Friday, November 3rd, 2006 by ablteam

By Jonathan Kent
Newsweek International

Nov. 6, 2006 issue - Transport, sir?” Wayan Oka, 28, spends much of his day hanging out with his friends on Monkey Forest Road in the town of Ubud. Indeed, walk down the streets of Bali’s cultural capital, and in 10 minutes you’ll be accosted by a dozen or more young men like Oka, sitting beside the road and hawking their services as unofficial taxi drivers. “You’re my first job today,” Oka says. It’s past 9 p.m. and Ubud’s streets are dark and almost deserted. The restaurants have long since emptied, and the bars are quiet Oka is 28 and an economics graduate, but with business this bad, there’s no demand for economists. “My girlfriend and I want to get married, but I don’t have enough money,” he says.
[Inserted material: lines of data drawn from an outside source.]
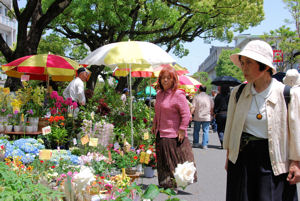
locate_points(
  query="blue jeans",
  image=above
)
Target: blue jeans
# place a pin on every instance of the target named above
(205, 129)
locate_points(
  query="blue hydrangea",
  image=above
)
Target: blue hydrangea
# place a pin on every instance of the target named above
(64, 155)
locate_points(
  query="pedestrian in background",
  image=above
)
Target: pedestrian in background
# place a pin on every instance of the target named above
(170, 124)
(220, 110)
(262, 152)
(203, 110)
(292, 78)
(75, 89)
(214, 125)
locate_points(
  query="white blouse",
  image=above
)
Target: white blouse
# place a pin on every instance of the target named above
(254, 126)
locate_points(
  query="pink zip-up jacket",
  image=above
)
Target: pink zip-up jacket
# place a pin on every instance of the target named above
(171, 113)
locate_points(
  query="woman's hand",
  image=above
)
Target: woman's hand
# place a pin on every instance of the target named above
(181, 135)
(294, 172)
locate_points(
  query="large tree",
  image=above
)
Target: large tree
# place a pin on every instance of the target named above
(287, 39)
(226, 67)
(32, 21)
(167, 23)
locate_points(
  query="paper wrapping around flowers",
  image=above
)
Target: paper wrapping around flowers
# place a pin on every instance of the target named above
(142, 157)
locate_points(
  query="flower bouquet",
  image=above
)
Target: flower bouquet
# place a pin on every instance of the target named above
(148, 156)
(184, 174)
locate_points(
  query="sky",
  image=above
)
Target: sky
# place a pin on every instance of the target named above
(275, 14)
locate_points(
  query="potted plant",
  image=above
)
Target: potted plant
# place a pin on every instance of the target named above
(59, 134)
(148, 159)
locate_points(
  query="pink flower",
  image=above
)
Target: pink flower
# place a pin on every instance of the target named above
(74, 105)
(54, 95)
(60, 99)
(145, 120)
(58, 104)
(53, 111)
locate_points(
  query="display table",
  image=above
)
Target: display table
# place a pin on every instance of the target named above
(134, 176)
(22, 133)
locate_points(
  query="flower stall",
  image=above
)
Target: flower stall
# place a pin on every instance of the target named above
(76, 153)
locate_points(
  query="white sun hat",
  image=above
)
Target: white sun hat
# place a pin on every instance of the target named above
(292, 78)
(259, 51)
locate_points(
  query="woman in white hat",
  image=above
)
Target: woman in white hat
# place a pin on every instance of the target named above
(262, 153)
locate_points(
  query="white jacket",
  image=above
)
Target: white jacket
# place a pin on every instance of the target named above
(284, 143)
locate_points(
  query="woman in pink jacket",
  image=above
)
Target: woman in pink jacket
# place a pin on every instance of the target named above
(172, 115)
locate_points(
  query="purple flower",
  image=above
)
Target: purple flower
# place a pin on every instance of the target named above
(54, 95)
(30, 111)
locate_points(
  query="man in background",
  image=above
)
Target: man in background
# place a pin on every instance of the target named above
(203, 109)
(75, 89)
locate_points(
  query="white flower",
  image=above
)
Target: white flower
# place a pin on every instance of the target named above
(83, 178)
(184, 174)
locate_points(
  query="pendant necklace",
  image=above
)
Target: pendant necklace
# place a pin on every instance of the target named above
(259, 115)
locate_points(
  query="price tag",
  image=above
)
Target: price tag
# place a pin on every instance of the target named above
(146, 136)
(25, 78)
(93, 142)
(85, 139)
(46, 130)
(45, 154)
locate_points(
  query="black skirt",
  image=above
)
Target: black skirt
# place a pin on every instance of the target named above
(169, 154)
(251, 178)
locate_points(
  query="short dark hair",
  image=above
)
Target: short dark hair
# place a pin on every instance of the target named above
(202, 88)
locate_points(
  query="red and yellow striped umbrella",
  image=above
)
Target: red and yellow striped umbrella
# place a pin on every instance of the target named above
(150, 71)
(41, 66)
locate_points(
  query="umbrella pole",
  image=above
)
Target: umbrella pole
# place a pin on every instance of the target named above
(150, 102)
(131, 117)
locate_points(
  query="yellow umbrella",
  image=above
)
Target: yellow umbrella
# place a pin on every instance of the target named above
(130, 54)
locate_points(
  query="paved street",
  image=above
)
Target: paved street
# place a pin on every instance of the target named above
(211, 183)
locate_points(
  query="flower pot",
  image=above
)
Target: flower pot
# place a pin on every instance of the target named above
(18, 128)
(131, 170)
(148, 172)
(8, 128)
(29, 129)
(4, 120)
(43, 122)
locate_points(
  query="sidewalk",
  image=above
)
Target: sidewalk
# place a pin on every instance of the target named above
(211, 185)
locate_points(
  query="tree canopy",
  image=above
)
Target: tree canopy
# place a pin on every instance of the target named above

Before Oct. 12, 2002, international tourists thronged to Bali, a Hindu jewel set in a necklace of predominantly Muslim islands strung through warm equatorial seas. Then came the awful day when bombs went off in the Sari Club and Paddy’s Bar in the tourist center of Kuta, killing 202 people and injuring many more. The first major terrorist attack since 9/11 raised fears that the war on terror was opening a new Asian front, one that would choke off Bali’s economic lifeline: tourism.